La notice de la circoncision de Jésus, Luc, 2, 21, provient évidemment de quelqu’un qui, sans avoir de renseignement réel sur cette scène, regarda comme certain, conformément à la coutume juive, que cette cérémonie se fit ainsi que d’ordinaire, le huitième jour après la naissance, et qui voulut signaler, chez Jésus, ce moment de la vie d’un enfant israélite. Paul (Phil. 3, 5)[1], de la même façon, s’était vanté de sa circoncision au huitième jour, περιτομῇ ὀκταήμερος. Tandis que cette cérémonie sert, dans la vie de Jean-Baptiste, de texte à une description étendue et ornée (1, 59 seq.), elle est traitée ici pour Jésus avec sécheresse et brièveté.
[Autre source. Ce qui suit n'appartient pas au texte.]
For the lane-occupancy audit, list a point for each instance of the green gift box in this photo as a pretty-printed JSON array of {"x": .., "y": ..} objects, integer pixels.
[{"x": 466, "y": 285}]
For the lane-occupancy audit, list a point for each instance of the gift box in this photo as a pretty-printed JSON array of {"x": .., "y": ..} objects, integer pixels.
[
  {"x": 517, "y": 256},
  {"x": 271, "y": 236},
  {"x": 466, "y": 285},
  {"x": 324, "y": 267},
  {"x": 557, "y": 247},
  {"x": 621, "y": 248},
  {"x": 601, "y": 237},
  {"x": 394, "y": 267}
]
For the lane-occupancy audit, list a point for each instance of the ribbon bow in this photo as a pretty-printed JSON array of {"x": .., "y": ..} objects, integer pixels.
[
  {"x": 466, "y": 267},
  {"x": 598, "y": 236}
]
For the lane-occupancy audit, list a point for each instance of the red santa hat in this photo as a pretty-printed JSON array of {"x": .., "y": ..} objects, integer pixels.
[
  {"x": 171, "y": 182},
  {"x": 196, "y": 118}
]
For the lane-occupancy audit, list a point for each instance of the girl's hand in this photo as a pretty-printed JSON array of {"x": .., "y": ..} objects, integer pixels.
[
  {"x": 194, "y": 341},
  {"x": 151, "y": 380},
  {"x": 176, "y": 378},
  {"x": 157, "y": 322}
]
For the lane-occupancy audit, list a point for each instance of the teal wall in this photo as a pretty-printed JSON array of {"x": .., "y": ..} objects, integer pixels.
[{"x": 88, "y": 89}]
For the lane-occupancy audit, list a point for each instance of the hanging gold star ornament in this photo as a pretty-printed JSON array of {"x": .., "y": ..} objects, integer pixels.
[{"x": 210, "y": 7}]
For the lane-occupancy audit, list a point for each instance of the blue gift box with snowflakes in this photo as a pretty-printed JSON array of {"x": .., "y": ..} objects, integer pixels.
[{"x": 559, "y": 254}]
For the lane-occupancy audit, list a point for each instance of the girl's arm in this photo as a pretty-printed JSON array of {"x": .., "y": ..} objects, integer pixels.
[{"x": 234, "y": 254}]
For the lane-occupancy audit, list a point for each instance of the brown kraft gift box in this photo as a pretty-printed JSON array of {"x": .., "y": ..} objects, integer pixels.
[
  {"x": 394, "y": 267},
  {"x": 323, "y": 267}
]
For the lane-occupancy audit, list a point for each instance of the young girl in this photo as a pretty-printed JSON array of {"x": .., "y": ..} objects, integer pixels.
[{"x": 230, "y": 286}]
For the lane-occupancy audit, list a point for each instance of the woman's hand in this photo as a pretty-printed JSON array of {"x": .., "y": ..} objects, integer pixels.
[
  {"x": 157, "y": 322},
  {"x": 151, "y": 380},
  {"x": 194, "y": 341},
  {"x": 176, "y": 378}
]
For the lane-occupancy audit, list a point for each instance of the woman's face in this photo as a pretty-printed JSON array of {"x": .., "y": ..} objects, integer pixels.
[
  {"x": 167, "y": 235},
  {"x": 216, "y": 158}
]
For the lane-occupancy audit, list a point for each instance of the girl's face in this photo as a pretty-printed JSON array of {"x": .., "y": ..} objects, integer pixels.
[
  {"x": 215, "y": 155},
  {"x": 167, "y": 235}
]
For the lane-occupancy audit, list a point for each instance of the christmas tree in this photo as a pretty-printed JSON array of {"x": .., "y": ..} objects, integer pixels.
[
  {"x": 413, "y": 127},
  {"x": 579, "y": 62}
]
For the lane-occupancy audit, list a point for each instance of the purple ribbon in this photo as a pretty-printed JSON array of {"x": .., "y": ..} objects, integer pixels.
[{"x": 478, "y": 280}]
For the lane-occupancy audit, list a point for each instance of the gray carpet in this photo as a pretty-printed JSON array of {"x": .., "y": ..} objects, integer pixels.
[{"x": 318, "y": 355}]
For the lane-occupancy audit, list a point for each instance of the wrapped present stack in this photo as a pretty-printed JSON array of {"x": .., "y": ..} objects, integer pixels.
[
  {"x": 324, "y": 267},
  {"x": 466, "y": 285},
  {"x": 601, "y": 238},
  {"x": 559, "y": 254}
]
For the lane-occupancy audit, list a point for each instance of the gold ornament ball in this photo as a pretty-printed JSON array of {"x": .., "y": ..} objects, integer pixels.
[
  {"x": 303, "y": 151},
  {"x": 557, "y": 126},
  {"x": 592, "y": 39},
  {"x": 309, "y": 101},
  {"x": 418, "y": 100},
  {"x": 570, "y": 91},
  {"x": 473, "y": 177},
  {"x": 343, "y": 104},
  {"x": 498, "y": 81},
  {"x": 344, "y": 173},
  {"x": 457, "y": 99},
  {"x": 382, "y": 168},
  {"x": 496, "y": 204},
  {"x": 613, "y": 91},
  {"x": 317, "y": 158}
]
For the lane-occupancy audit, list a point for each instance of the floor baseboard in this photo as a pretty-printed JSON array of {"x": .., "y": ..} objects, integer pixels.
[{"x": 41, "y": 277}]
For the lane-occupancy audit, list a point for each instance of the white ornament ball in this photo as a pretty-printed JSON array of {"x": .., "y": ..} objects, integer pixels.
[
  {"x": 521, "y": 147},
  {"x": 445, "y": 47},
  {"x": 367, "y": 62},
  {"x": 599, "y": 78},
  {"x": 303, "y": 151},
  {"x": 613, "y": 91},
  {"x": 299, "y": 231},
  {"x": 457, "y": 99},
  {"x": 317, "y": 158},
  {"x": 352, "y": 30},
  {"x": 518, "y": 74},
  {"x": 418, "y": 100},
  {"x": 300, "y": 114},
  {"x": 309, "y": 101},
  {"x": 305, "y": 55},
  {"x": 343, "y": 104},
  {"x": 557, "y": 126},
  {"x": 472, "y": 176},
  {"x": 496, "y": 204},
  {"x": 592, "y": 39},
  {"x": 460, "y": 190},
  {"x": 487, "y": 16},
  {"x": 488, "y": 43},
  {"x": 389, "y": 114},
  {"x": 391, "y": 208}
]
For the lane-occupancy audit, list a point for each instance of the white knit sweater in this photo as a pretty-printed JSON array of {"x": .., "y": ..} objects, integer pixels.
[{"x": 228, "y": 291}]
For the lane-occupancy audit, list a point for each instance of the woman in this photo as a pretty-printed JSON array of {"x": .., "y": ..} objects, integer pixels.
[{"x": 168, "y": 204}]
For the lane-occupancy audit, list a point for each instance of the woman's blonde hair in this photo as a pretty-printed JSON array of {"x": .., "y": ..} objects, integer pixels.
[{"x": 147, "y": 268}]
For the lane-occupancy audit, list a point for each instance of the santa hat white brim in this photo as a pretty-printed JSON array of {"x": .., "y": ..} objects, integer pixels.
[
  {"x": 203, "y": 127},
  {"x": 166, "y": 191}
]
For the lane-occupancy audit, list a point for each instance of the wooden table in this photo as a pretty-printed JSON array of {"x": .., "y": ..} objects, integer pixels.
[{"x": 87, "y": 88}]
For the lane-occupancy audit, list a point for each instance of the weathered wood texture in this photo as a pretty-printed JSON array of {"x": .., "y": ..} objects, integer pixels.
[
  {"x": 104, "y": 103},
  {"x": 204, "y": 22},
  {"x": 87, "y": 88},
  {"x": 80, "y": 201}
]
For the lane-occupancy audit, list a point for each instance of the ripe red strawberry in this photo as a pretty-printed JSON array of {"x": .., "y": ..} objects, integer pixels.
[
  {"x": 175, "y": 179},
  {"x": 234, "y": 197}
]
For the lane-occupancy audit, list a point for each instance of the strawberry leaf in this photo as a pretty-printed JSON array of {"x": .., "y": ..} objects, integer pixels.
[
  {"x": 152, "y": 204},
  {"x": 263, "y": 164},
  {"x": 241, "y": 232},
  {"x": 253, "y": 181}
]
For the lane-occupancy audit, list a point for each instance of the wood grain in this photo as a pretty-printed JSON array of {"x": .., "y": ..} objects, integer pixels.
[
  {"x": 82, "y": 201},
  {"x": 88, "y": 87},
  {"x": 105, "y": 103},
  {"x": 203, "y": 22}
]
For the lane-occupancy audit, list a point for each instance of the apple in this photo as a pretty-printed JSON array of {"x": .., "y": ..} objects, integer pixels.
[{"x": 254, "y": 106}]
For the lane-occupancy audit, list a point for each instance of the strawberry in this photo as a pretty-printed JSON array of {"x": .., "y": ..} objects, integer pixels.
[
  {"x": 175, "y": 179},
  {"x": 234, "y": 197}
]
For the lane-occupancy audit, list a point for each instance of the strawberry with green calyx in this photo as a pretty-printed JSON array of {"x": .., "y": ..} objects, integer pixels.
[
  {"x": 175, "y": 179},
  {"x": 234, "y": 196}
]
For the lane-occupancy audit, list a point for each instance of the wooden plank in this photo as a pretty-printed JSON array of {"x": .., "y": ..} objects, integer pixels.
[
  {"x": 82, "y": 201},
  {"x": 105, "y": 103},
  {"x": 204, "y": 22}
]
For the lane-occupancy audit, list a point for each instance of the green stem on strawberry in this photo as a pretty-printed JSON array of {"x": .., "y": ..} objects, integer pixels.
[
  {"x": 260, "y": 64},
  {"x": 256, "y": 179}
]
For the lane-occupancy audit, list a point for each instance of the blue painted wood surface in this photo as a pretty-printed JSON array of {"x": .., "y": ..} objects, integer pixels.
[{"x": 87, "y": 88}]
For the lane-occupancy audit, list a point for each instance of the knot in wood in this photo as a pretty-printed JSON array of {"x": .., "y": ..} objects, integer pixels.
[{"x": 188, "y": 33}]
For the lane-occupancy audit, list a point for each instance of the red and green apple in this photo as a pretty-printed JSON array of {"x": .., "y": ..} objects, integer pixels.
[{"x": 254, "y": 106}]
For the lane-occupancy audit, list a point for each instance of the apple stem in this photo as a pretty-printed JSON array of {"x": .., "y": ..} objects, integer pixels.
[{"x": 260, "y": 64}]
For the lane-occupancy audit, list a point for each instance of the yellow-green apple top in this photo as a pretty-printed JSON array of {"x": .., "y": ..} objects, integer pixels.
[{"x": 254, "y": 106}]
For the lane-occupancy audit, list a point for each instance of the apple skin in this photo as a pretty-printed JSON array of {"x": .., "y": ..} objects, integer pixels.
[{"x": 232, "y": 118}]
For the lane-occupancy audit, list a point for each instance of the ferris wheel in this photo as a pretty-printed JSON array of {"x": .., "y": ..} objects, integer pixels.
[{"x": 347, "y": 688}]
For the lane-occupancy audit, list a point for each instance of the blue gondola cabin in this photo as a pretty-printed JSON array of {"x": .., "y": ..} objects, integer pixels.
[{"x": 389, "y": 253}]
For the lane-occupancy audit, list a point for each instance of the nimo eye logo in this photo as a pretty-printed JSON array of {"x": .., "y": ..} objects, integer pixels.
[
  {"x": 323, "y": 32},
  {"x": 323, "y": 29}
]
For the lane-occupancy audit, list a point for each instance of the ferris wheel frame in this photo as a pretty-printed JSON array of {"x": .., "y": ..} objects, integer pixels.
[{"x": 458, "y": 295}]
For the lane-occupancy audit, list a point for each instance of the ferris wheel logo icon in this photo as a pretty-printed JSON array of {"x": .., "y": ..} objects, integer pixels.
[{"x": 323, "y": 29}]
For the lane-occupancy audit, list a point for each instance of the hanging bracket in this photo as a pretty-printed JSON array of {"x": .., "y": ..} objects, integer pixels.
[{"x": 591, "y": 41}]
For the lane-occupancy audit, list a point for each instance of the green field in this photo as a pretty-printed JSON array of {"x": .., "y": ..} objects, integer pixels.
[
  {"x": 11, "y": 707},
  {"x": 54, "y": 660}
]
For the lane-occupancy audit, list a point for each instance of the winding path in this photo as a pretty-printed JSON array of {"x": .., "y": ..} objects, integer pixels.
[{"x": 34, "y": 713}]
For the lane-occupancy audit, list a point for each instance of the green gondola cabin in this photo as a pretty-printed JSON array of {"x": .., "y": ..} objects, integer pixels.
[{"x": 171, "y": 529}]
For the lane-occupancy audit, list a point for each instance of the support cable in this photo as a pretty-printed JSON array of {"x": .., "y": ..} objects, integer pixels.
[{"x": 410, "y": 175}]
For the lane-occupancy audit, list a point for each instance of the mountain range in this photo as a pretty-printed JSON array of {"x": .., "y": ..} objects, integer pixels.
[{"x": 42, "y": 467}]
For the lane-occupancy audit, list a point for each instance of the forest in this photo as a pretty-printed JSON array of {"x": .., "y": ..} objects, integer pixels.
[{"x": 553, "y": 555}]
Ce contraste frappant a fait dire à Schleiermacher, peut-être avec raison, que du moins ici l’auteur du chapitre premier n’est plus le rédacteur. Les choses étant ainsi, nous n’avons à apprendre, dans le récit de la circoncision, rien qui importée notre but, si ce n’est une observation sur la prétendue détermination du nom de Jésus dès avant sa naissance ; nous pouvions déjà savoir, mais nous n’avions pas encore eu l’occasion de remarquer expressément, que cette détermination fait partie de l’enveloppe mythique de tout le récit. Il est dit dans notre verset que le nom de Jésus fut fixé par l’ange avant qu’il fût conçu dans le ventre de sa mère, κληθὲν ὑπὸ τοῦ ἀγγέλου πρὸ τοῦ συλ-

  1. Peut-être par précaution, et pour prévenir les objections des Juifs ? (Ammon, Fortbildung, 1, S. 217.)